Running Away To Home
Posted On April 29, 2015
We’ve had a long week, month, several months, as you know if you follow me at all. After a long search
and a lot of prayers (and many prayer warriors), Peter has a job working for Child Protective Services. Right now, he is living out of a hotel during the week, while we stay with my generous father-in-law, waiting on the best available rental option in town to be ready for us (in a town about two hours away). After reaching a point of doing all I could do here while he was doing all he could do there, I decided I really needed to make a trip to my own parents’ house. I hadn’t seen them in about a month and we’d left several things there when all we had was a tiny rental car. On the last trip, I just didn’t think about consolidating anything or going through stuff to bring back, because there seemed to be no rush. Well, now I had a reason to rush. As much as one can rush a trip from the panhandle area of Texas to central Texas. Dietrich spent the entire drive asking how much further, even though he has a Leap Pad that was fully charged.
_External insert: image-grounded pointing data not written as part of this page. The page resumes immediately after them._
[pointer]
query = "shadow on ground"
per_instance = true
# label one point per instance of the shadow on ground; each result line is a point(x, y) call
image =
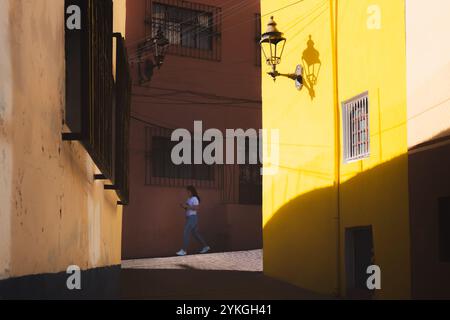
point(191, 284)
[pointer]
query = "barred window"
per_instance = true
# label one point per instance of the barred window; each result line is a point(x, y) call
point(192, 29)
point(97, 109)
point(355, 114)
point(163, 167)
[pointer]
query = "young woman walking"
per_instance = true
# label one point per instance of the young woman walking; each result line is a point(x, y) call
point(191, 227)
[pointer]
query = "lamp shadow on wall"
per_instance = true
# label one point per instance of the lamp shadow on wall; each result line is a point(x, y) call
point(311, 67)
point(306, 225)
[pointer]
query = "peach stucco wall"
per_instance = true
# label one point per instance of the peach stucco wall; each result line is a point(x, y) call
point(428, 69)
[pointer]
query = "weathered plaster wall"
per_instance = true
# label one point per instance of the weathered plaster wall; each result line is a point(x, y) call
point(53, 214)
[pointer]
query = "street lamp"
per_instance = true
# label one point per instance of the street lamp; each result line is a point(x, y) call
point(272, 44)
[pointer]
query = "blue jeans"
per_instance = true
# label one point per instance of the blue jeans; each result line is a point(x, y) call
point(191, 227)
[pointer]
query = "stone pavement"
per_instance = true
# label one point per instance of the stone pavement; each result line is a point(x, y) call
point(231, 275)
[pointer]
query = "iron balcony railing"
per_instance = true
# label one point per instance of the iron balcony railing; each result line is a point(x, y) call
point(97, 106)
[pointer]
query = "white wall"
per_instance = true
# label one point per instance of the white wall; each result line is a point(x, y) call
point(428, 68)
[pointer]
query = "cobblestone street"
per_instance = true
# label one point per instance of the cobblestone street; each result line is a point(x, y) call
point(233, 275)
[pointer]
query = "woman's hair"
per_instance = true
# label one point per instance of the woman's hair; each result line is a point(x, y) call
point(194, 192)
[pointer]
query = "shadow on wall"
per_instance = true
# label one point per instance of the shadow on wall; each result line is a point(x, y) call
point(311, 67)
point(429, 185)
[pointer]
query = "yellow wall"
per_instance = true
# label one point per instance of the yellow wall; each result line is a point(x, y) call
point(300, 202)
point(53, 214)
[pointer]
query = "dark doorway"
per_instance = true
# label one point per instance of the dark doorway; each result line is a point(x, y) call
point(359, 256)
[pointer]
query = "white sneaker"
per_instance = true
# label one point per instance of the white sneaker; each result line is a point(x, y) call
point(205, 250)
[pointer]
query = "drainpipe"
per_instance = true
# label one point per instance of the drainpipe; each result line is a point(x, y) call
point(334, 11)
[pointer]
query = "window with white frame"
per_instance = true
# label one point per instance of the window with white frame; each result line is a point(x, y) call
point(355, 116)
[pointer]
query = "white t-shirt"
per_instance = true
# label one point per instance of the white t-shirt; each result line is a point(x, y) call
point(192, 201)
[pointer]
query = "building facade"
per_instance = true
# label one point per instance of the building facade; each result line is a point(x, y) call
point(363, 176)
point(211, 74)
point(54, 214)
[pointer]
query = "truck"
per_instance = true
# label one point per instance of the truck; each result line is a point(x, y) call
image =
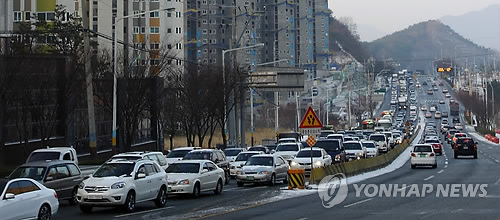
point(454, 108)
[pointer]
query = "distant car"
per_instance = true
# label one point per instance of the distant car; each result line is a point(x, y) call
point(423, 155)
point(195, 176)
point(232, 153)
point(320, 158)
point(264, 168)
point(465, 146)
point(53, 153)
point(25, 198)
point(62, 176)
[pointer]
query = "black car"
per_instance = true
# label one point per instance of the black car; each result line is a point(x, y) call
point(214, 155)
point(465, 146)
point(334, 148)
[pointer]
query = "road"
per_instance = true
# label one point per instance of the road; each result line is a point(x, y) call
point(484, 170)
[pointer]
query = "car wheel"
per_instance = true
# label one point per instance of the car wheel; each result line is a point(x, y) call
point(228, 177)
point(86, 208)
point(218, 188)
point(130, 202)
point(44, 213)
point(73, 200)
point(273, 180)
point(161, 199)
point(196, 190)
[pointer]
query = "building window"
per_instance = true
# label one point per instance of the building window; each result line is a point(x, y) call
point(17, 16)
point(154, 30)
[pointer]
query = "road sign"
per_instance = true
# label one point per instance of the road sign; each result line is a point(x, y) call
point(310, 120)
point(311, 141)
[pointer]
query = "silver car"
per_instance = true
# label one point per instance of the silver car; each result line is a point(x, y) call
point(264, 168)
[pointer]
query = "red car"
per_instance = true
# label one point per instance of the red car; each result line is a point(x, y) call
point(436, 145)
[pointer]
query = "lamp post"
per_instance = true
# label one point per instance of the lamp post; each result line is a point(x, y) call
point(115, 63)
point(224, 77)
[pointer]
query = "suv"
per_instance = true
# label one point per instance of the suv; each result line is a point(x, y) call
point(136, 155)
point(122, 182)
point(214, 155)
point(465, 146)
point(62, 176)
point(53, 153)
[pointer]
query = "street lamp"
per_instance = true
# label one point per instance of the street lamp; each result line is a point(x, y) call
point(115, 63)
point(224, 76)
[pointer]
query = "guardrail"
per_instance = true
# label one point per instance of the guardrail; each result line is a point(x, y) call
point(355, 167)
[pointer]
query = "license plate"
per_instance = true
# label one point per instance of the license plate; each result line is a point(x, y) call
point(95, 197)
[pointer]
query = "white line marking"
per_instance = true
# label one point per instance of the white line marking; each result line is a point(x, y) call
point(145, 211)
point(359, 202)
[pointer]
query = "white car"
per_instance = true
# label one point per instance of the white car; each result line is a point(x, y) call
point(288, 150)
point(423, 155)
point(179, 153)
point(24, 198)
point(232, 153)
point(371, 148)
point(151, 155)
point(53, 153)
point(354, 150)
point(121, 182)
point(381, 141)
point(320, 158)
point(241, 159)
point(195, 176)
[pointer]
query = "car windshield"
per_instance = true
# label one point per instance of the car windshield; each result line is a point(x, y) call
point(183, 168)
point(35, 173)
point(178, 153)
point(377, 138)
point(287, 147)
point(307, 153)
point(369, 145)
point(41, 156)
point(114, 169)
point(244, 156)
point(333, 145)
point(259, 161)
point(197, 156)
point(232, 152)
point(352, 146)
point(422, 149)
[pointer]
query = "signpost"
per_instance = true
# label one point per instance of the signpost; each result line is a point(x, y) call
point(311, 126)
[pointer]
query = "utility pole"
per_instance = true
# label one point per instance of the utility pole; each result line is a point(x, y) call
point(88, 80)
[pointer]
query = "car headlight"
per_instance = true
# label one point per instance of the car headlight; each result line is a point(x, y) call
point(183, 182)
point(118, 185)
point(81, 185)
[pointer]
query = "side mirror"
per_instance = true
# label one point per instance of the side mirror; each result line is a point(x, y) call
point(10, 196)
point(140, 176)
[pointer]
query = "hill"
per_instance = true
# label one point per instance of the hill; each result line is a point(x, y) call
point(418, 45)
point(479, 26)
I’ve spent so much time so far away from my family the past several years. I am so glad to be back in the same state, within a day’s drive. I guess I should say “we’ve been away from our families” – either way, I’m very glad my children are going to
have (Lord willing) lots of time with their extended family. I enjoy so many things about “going home”. I feel like my parents are more than just the people who raised me, they are now also friends, mentors, and confidants. Likely, I didn’t always appreciate their advice or wisdom when I was young, but I do now. I also realize how strong they had to be to withstand the trials that come with being a preacher and his wife. They had to be full-time secret keepers while also holding to Biblical truth no matter what. Some preachers’ families don’t survive that kind of storm
. During our growing up years, things were often tight financially though we always had everything we needed and many times we received special things we wanted for birthdays and Christmas. My parents have been more blessed in recent years and have extended those blessings to their children and grandchildren. I am thankful for the love they shower on my kids (and me and Peter) both in affection and in material blessings. I am most thankful for their presence in our lives. Whenever I am home, my dad lets me sleep in, as late as I can. He
even makes coffee for me, even though no one else drinks it. He takes the first shift with the kids because he knows I don’t ever get to sleep in or have a morning to just lounge. Truthfully, most of the time, I don’t sleep much later than 8:30, but the bed is so cozy, I don’t want to move, especially when I know everyone is taken care of and enjoying Granddad.
Running away was really the best thing to do, since I couldn’t do anything else where I was. While it’s not always the best solution, this time, it was the right medicine. Our illness turned out to be the homesick blues.